From Transactions of the Charles S. Liddy I find it significant that Susanne K. An Essay on Human Feeling Her earlier works were very enthusiastically received and even now, many years later, continue to have an influence. Apart from some who appreciate her work as prefiguring recent advances in biological science, there has not been a significant response from the philosophical community.
Why the different reception? On the other hand, her earlier writings on art and symbolism gave more scope to what is specifically human in human mentality, and that is the source of the continuing interest in those early writings.
My presentation will consist in three parts: The first was the modern studies of logic epitomized by the Tractatus Logico-Philosophicus of Wittgenstein. He is an organism, his substance is chemical, and what he does, suffers, or knows, is just what this sort of chemical structure may do, suffer, or know.
When the structure goes to pieces, it never does, suffers, or knows anything again. In fact, she is intent on standing up to those who would say that science alone represents the intellectual character of the human person and she seeks to vindicate the intellectual character of symbolic and artistic consciousness.
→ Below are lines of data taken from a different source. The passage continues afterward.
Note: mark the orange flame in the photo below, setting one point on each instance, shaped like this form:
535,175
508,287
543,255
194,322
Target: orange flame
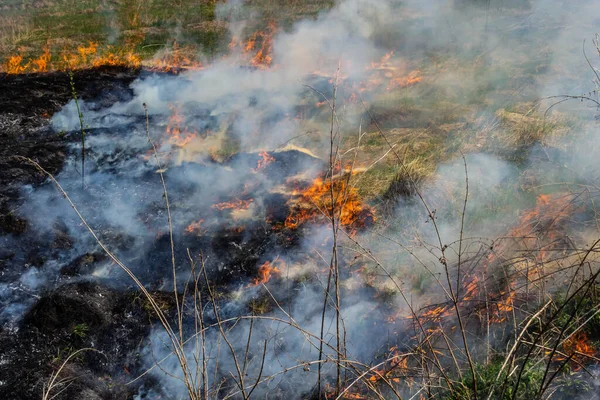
234,204
179,136
194,226
580,346
261,58
265,159
265,272
316,202
84,57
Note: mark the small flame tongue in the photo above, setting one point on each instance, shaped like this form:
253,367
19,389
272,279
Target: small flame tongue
324,197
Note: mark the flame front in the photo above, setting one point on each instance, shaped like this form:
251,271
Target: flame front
233,205
325,197
265,272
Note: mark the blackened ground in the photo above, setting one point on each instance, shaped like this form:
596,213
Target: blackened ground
74,316
26,104
77,316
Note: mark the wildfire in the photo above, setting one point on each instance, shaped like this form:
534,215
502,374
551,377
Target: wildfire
580,346
194,226
396,362
321,198
390,70
261,56
542,223
94,55
174,61
265,272
265,159
233,205
177,135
This analysis of symbols as properly intellectual and not reducible to immediate sense perception or emotive response is extended to all art forms in Feeling and Form. There two elements stand out. The creation of a work of art involves, not just feeling-influenced aesthetic experience, but also the idealization of experience, the grasp of what is important in experience as important, and its objectification in a work of art.
Such objectification is a properly human and necessary element in art. Prior to this creative act of symbolization the aesthetic patterns are not fully and humanly known.
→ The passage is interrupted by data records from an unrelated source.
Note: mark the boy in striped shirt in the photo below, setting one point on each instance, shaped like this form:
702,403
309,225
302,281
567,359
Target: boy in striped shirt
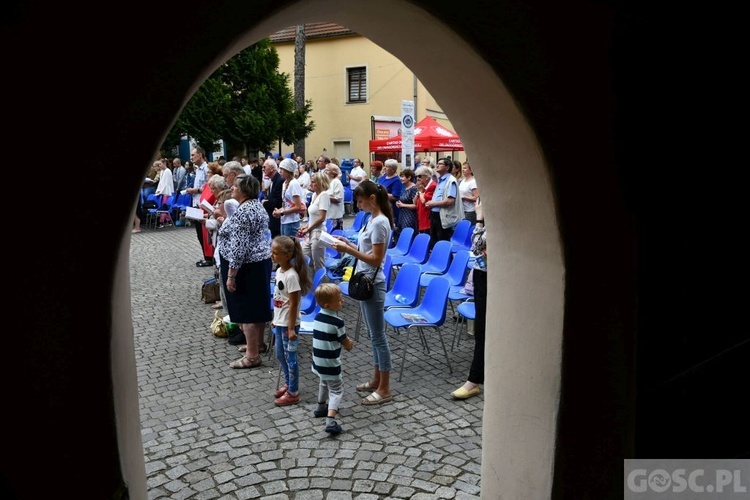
329,336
The appreciation of a work of art involves a mental shift as radical as the change from hearing noises to hearing speech. Langer is quite clear in asserting that art involves not only the level of perception and experience, but also the level of insight, understanding, contemplation.
The aim of art is insight, understanding the essential life of feeling. The insufficiency of this tendency is in fact the major emphasis in the chapters on art in Philosophy in a New Key and in Feeling and Form.
Art is the intellectual creation for our contemplation of an affect-laden image that liberates us from the demands of practical life and immediate emotion. According to Langer the function of philosophy is to clarify language in an effort to unify the languages of the different sciences.
Invoking her own artistic studies, she comes to the conclusion regarding feeling: Psychologists, therefore, must go to artists to learn about feeling, because art is a final symbolic form making revelations of truths and facts about feeling, precisely the truths and facts that literal scientific statement distorts.
In these activities feeling and imagination obviously blend into the pronouncements of intelligence. The power of seeing one thing in another, which begets our metaphors and conceptual models the oldest of which are myths of nature and human lifeleads also to a characteristically human thought process known as abstraction.
As soon as the differences are dearly recognized, the common element stands out against them and can be conceived alone as that which both of those different things exhibit.
In this way the concept, e.Modern theories of meaning usually culminate in a critique of science. This book presents a study of human intelligence beginning with a semantic theory and leading into a critique of music. Mind: An Essay on Human Feeling Finalist, National Book Awards for Science, Philosophy, And Religion.
Mind. An Essay on Human Feeling. Vol.
2. SUSANNE K. LANGER.
Johns Hopkins University Press, Baltimore, xii, pp., illus. $ prototype of mind. Langer rejects this thing-mindedness. But the dethronement of substance by action, while still .
LANGER, SUSANNE. LANGER, attheheels.come Katherina Knauth Langer ( – ) was a German-American philosopher. She was born the second of five children in an affluent banking family. Educated at the Veltin School in Manhattan, Langer primarily spoke German as a child. Mind: An Essay on Human Feeling (, , ), the culmination of her life’s work.
Langer’s best-known work, Philosophy in a New Key, sold over , copies by the time of her death, making it one of Harvard University Press’ all-time best sellers. Get this from a library!
Mind: an essay on human feeling. 2. [Susanne Katherina Knauth Langer].